Sunday, May 8, 2011

Rent Controls Work In the People's Republic of San Francisco.....

....in doing what they always do, provide disincentives for suppliers. Couple the price controls with onerous regulations and you really have a mess.

The Bay Citizen's Elizabeth Lesly Stevens reports:
In San Francisco, one of the toughest places in the country to find a place to live, more than 31,000 housing units — one of every 12 — now sit vacant, according to recently released census data. That’s the highest vacancy rate in the region, and a 70 percent increase from a decade ago.
The reason? The city's rent control laws that make it difficult to raise rents or evict a tenant.
Increasingly, small-time landlords are just giving up, like one who has left two large apartments on the second and third floors of her building vacant for more than a decade, after a series of tenant difficulties. It’s just not worth the bother, or the risk, of being legally tied to a tenant for decades.
“Vacancy rates are going up because owners have decided to take their units off the market,” said Ross Mirkarimi, a progressive member of the Board of Supervisors. He attributes that response to “peaking frustrations in dealing with the range of laws that protect tenants in San Francisco that make it difficult for small property owners to thrive.”
Perversely, that is hurting the city’s renters as well, as a large percentage of the city’s housing stock is allowed to just sit vacant, driving up rents that newcomers pay for market-rate housing.
If you want to understand what health services will be like under Obamacare, think the SF real estate market, where price controls and other regulations create disincentives for suppliers to bring product to market.

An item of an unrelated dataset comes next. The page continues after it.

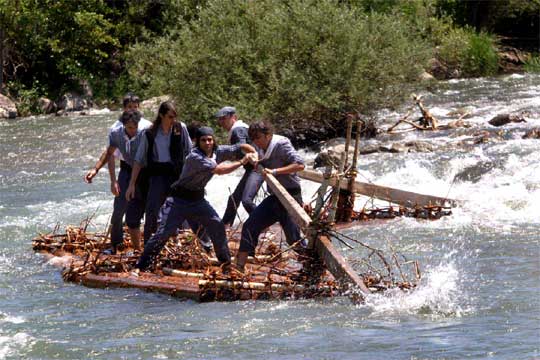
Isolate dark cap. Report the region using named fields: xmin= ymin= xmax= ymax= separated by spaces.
xmin=196 ymin=126 xmax=214 ymax=138
xmin=214 ymin=106 xmax=236 ymax=118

When people don't understand economics, they tend to think they can micro-manage the economy. They fail to understand that prices are signals that are an important factor in directing activity within an economy and that when price controls are in place, they result in distorting price signals, which results in a lower standard of living.

(ViaMarkPerry)

1 comment:

  1. Can we evict California from the US? Yes we'd lose a few good pieces here and there, but overall I think it would be addition by subtraction. For some reason, the rule of law never seems to apply in California...so, why not let them fend for themselves for a while. As people continue to leave that state in droves, they will soon learn just what Atlas Shrugged was all about. Sometimes, people need to learn their lessons the hard way.